How would I go about constructing a DAG for this? Will I necessarily need 2 flows, or sub flows?
Essentially, is there a way to create 2 flows, where one is the parent and another is a child, and have them both run on different schedules, i.e the child flow getting executed more frequently?
I imagine in python without prefect, I would schedule these tasks as individual scripts running at repeated intervals. The main flow, by my understanding, would write to a database and the sub-flow which is scheduled to happen more frequently would read from this database. I am a beginner with dataflow pipeline tools such as prefect or airflow, and would like to proceed with prefect2.0.

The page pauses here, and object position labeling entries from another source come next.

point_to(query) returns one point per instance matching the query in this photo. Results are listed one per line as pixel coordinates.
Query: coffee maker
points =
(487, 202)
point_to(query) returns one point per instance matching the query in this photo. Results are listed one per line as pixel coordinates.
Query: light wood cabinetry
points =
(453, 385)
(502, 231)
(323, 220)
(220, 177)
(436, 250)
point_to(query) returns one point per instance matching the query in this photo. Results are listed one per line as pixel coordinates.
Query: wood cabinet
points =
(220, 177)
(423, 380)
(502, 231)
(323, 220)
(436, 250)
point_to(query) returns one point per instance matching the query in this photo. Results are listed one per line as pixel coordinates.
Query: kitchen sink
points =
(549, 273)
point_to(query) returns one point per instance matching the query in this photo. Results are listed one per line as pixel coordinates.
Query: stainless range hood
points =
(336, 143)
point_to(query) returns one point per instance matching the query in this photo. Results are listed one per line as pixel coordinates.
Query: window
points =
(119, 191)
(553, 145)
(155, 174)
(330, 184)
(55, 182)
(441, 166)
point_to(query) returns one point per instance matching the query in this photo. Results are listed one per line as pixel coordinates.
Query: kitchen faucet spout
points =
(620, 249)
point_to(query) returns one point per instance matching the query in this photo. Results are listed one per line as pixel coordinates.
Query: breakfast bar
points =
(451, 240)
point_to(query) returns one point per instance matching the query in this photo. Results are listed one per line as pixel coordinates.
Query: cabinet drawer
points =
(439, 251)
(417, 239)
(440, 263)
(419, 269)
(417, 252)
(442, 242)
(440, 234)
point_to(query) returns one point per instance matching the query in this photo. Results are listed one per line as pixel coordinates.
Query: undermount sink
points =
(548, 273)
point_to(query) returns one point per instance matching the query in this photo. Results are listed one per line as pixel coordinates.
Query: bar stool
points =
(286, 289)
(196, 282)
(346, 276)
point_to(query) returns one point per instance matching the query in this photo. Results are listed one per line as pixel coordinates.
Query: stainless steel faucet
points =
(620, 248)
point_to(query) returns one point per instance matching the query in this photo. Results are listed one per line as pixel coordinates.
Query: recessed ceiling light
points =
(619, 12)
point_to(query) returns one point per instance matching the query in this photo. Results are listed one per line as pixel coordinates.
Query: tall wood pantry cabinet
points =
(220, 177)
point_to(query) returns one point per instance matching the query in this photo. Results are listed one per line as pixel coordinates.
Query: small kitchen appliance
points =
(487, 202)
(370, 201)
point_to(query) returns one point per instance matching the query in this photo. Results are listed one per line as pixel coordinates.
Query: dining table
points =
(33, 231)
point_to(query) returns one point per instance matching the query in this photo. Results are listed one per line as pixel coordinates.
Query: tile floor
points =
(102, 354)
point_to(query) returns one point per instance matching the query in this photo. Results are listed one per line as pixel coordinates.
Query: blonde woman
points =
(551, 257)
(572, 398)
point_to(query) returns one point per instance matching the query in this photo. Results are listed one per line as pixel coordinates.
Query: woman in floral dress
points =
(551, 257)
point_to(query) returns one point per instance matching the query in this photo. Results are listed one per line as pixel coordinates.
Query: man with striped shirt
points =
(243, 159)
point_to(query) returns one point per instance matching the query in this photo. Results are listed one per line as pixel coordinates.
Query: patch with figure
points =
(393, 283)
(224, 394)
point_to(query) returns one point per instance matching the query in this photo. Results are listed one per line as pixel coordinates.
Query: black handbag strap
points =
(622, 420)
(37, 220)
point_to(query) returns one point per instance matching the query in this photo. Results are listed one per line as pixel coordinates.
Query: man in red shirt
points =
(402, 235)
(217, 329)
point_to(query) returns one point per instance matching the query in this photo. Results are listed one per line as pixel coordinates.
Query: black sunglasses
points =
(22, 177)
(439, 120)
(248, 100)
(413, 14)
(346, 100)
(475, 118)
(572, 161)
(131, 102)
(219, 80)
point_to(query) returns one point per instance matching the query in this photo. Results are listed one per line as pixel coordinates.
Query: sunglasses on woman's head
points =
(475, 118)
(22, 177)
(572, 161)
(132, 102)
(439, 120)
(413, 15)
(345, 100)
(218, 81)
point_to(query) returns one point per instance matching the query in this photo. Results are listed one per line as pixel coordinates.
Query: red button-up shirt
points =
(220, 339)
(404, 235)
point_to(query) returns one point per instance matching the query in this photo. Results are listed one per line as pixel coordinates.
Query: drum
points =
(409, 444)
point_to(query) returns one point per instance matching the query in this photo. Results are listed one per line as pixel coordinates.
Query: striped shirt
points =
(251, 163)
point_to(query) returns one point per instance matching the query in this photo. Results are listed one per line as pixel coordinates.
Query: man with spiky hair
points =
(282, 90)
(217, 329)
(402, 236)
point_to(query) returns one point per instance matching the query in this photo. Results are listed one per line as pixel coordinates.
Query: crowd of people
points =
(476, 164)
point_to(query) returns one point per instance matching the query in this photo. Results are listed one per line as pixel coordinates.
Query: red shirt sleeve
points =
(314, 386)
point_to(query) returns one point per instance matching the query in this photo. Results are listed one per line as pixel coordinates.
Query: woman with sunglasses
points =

Perhaps I can rephrase my problem. In prefect 1.0, what I would have done in this case would be to have a single flow, with let us say a starter task which happens once a day, and once this task has triggered there would be sub tasks which trigger every 15 minutes. I would set the schedule of this flow to happen once in every 15 minutes, with the starter task having a cache duration of 1 day, hence it is only executed once a day. The positive about this is that the data from the cache persists across multiple flow runs. This does not seem to the case with prefect 2.0, as whenever I schedule a flow, each instance seems to be independent of the previous one, and tasks do not carry over their caches information across flow runs. Should I go about solving this problem in a different way?
This is just from a sample project, but let me give an example maybe. I have 3 pipelines.
i) Sync pipeline - Syncs all user login data from a source
ii) Aggregate pipeline - At regular intervals throughtout the day, we accumulate which users spent time using the app and how much time they spent on it.
iii) Cache pipeline - At the end of the day, we’d like to store this information into a database.
I am just a beginner too, so I apologize if my explanations are vague. How would I go writing a prefect program to do the above?